We older folks are used to millennials running circles around us when it comes to technology, but when it comes to money matters, those youngsters are clueless. Or are they?
While millennials often get a bad rap when it comes to responsibility, a new report from Credit Karma shows that this generation of 18-34 year olds is actually more in line with traditional values—especially about finances—than you may think. The survey of more than 1,000 millennials nationwide revealed the following surprising facts:
Advancement drives millennial career choices. Almost two-thirds of millennials said a wage increase or promotion motivated them to change jobs, as opposed to boredom or lack of focus. The characterization of millennials as irresponsible job hoppers, therefore, is incorrect.
Actually, millennials are loyal employees. When treated fairly and paid well, millennials tend to stay with their jobs. Seventy percent of older, currently employed millennials (ages 29-34) said that on average, they had stayed four years or longer at each job they’ve held. Among younger millennials (ages 18-28), 63 percent said they anticipated working for their current employer for four or more years.
Millennials are building good credit. Just like the generations who came before, millennials are also opening credit cards.

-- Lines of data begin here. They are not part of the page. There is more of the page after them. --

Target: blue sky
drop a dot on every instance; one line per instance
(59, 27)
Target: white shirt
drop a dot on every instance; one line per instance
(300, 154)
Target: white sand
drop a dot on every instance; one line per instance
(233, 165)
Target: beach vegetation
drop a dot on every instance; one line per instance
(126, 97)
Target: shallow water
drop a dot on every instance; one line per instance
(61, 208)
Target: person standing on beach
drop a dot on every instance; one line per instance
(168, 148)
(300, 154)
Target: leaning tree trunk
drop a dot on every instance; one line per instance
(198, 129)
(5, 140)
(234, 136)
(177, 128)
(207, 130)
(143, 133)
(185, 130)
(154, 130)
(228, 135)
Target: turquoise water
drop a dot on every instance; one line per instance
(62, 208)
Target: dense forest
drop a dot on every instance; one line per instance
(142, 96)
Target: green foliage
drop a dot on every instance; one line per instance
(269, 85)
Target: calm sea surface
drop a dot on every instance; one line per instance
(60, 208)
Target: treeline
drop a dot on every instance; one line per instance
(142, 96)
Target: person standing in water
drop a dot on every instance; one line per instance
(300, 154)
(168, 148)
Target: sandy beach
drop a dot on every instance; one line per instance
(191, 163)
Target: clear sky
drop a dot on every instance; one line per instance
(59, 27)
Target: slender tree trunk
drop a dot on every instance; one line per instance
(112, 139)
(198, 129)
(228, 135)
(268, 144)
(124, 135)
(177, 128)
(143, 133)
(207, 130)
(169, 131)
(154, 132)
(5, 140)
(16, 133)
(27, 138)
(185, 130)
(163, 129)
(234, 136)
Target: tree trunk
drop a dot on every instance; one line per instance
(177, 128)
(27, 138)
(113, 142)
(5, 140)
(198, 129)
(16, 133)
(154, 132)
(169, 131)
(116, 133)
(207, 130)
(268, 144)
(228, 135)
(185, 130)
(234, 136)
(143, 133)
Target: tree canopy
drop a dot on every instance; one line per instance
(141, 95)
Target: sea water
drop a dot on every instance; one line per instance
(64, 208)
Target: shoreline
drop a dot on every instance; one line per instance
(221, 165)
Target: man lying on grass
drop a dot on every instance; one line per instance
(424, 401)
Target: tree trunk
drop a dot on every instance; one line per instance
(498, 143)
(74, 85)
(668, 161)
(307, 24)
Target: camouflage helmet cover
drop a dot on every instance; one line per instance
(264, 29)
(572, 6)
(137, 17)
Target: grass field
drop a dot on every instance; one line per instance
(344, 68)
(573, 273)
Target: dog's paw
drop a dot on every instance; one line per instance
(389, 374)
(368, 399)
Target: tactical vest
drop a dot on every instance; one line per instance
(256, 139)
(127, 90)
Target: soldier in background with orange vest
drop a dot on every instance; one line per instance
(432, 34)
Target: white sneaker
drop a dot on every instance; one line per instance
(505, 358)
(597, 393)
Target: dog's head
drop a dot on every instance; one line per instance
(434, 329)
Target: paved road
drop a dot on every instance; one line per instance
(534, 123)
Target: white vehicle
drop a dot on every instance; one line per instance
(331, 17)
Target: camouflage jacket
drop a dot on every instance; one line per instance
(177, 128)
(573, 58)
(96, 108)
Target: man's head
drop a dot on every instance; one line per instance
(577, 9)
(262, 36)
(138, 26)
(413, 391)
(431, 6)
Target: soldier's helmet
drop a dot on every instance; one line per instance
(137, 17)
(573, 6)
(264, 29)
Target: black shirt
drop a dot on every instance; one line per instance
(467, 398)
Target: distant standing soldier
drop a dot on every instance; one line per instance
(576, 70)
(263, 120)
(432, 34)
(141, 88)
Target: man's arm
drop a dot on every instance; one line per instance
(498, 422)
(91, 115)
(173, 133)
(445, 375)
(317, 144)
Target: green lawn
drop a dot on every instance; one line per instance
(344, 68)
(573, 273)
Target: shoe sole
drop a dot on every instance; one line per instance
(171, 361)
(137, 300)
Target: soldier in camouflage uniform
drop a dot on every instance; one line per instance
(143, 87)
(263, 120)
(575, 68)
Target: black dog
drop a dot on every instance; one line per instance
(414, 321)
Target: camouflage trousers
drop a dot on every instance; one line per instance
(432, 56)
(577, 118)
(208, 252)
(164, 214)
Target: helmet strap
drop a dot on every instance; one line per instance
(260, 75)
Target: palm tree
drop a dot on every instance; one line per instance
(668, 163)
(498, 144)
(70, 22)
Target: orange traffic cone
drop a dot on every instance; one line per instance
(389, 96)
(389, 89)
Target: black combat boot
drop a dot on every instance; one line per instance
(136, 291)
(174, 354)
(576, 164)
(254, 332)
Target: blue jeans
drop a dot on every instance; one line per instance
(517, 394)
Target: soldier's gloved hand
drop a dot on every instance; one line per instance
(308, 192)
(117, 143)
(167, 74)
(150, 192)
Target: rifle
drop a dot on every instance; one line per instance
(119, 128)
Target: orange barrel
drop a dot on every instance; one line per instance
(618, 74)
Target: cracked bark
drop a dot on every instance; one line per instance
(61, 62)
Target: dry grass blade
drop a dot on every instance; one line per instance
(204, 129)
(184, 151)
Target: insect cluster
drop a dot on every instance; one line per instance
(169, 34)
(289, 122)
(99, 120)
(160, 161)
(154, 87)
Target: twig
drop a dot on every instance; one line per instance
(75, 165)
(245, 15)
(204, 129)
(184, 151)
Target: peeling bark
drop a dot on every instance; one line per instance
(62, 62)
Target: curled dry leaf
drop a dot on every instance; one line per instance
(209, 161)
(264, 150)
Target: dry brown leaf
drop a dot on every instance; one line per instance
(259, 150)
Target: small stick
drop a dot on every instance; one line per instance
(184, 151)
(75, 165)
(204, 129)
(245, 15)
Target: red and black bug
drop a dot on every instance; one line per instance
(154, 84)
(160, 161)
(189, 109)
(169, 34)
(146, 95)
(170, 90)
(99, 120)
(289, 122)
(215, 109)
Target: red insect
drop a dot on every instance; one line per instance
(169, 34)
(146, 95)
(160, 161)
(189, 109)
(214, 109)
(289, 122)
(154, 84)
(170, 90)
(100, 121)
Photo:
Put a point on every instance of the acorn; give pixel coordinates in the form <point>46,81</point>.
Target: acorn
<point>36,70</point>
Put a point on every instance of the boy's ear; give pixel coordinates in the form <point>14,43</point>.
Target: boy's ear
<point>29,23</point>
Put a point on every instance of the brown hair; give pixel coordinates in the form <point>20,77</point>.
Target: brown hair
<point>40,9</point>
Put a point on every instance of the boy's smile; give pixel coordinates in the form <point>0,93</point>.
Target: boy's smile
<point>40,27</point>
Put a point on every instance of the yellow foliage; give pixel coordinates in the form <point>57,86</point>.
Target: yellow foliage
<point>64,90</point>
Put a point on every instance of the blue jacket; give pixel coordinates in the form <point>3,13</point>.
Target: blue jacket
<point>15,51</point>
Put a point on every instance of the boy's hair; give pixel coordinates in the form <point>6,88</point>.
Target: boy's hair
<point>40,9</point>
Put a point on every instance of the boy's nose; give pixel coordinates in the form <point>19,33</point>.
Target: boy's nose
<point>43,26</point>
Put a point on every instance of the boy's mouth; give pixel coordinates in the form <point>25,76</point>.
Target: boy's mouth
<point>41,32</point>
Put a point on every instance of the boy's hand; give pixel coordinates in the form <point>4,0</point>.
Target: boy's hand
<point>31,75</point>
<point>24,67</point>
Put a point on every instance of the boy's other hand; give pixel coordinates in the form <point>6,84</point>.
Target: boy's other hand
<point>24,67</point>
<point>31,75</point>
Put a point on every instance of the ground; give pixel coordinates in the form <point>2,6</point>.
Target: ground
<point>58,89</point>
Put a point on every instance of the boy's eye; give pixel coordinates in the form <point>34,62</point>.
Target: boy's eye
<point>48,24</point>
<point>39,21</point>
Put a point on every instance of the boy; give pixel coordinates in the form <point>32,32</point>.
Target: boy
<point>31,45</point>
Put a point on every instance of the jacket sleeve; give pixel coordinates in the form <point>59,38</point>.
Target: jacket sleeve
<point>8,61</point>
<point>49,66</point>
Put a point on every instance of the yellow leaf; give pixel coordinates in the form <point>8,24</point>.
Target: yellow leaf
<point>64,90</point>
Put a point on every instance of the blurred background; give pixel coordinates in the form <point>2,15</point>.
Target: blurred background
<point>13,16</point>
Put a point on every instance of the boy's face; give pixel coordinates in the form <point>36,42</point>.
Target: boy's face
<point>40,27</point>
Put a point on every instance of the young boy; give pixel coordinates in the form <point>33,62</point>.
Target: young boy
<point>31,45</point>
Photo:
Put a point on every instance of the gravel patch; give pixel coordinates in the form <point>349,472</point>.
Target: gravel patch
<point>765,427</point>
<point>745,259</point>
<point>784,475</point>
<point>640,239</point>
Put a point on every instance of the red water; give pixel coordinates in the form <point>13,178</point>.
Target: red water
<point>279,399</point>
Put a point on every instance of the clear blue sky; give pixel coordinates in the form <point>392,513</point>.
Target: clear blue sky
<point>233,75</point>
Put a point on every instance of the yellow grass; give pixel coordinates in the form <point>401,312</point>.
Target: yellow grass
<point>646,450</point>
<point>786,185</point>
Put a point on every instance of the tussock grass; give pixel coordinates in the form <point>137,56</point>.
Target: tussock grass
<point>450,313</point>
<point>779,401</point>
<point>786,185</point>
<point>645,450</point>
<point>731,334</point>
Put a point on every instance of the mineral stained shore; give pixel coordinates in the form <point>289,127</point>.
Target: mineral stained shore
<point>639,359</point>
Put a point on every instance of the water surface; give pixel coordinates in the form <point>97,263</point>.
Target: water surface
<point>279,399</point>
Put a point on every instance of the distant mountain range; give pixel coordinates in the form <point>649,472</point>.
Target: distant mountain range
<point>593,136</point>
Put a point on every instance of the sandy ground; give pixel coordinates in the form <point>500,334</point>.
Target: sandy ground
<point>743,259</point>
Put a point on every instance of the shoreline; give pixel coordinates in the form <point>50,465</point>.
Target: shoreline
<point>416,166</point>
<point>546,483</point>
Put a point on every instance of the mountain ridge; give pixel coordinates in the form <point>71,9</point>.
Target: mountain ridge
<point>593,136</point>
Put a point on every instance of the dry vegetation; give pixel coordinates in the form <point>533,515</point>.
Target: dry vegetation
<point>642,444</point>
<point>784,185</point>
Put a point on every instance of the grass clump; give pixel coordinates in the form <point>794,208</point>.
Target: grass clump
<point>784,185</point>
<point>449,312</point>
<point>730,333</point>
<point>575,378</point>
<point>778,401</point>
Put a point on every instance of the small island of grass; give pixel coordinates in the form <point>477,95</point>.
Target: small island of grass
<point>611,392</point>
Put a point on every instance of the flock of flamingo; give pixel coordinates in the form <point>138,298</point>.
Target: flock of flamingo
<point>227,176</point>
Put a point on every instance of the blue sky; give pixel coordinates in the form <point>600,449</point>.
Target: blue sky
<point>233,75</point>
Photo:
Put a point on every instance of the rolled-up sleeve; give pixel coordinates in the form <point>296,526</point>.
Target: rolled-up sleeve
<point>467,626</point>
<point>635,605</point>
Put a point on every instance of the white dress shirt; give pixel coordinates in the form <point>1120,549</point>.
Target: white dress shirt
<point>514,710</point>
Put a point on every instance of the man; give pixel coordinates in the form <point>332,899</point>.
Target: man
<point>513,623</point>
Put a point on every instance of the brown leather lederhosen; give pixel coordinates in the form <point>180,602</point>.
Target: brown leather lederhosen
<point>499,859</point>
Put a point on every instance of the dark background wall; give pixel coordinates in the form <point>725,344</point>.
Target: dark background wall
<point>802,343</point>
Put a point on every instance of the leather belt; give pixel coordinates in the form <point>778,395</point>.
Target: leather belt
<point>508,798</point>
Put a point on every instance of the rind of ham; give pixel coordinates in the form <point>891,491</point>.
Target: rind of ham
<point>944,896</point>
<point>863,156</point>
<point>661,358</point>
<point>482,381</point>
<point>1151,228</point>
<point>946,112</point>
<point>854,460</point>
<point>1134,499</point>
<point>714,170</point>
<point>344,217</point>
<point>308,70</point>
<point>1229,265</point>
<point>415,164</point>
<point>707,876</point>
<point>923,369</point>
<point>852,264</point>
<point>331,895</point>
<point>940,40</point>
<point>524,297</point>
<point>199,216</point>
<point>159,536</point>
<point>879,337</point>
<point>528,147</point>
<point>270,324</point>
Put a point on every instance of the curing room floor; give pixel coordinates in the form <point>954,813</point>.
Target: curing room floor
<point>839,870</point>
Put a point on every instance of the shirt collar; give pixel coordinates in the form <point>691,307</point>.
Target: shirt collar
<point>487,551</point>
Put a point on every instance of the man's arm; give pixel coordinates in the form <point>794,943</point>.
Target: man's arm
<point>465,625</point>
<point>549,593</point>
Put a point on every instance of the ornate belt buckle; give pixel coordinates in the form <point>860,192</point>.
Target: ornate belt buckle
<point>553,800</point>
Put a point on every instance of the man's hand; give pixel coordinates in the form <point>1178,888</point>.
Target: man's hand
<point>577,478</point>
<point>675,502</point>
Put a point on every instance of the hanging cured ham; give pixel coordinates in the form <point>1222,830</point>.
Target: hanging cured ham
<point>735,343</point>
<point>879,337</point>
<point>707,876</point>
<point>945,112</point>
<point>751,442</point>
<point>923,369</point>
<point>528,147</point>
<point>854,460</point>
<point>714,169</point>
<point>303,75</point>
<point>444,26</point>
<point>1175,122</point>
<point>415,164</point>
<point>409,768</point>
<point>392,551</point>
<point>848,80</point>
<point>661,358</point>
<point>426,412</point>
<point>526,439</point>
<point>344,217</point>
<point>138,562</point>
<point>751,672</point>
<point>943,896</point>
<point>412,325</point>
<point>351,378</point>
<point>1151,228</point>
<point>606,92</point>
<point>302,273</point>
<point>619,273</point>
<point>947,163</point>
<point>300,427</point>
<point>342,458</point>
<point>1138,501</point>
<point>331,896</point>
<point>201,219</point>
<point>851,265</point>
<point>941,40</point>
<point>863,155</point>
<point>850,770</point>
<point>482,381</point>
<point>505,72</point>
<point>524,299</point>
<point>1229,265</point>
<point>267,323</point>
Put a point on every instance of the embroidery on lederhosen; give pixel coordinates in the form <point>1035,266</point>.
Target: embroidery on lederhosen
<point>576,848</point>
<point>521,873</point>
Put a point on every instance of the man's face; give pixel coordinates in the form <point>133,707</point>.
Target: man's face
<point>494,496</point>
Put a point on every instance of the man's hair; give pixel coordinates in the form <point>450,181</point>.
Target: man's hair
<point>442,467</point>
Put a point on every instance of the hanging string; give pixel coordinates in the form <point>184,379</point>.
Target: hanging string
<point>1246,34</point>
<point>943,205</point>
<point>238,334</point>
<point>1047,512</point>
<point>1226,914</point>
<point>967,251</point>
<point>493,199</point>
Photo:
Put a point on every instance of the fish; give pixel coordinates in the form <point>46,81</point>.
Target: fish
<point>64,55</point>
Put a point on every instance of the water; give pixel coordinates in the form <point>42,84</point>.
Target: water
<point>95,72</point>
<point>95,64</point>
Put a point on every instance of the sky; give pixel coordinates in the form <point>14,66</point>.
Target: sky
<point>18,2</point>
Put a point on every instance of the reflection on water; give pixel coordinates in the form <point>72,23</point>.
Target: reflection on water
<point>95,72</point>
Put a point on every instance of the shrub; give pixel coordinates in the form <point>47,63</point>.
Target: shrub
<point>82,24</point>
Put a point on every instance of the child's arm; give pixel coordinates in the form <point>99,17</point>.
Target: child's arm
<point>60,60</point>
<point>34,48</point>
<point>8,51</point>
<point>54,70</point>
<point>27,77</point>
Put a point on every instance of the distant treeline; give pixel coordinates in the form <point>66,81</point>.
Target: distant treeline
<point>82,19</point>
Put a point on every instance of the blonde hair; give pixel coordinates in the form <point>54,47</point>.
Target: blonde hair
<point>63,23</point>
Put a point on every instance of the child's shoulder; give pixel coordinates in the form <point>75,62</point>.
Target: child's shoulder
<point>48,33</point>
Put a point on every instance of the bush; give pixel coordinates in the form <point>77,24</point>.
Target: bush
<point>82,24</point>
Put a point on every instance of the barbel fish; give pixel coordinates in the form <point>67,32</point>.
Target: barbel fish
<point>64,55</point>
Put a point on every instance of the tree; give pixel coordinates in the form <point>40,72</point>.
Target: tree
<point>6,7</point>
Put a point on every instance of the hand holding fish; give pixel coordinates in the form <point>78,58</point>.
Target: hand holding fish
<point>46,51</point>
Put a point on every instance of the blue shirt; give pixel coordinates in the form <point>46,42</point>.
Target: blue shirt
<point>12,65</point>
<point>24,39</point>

Sixty-two percent of those surveyed said they had at least one open credit card. Among the minority who do not have a credit card, 48 percent wisely cited an aversion to debt as their No. 1 reason.
Millennials are ahead of the game on saving. Of the whopping 52 percent of millennials already saving for retirement, 89 percent started at age 28 or younger. Unfortunately, that’s because the majority (62 percent) feel they can’t count on Social Security being available down the line. Remember, this is a group that came of age in the recession—75 percent of millennials cite the 2008 financial crisis as moderately, very or extremely influential in shaping their beliefs about personal finance management.
Yes, student loans are an issue, but millennials are still moving forward. While this generation truly is burdened with tremendous student debt, it isn’t stopping them from progressing long-term. Less than 20 percent of millennials surveyed who do not have any open credit cards cited their student debt load as impacting their decision to take out credit. Just 4 percent said that student loans were holding them back from owning a home and 88 percent of millennial non-homeowners said “yes” to home-buying in the future.
So when it comes to millennials, take the stereotype with a large grain of salt—better yet, throw it out the window and deal in the facts. Otherwise, you may miss out on some great new recruits and future clients.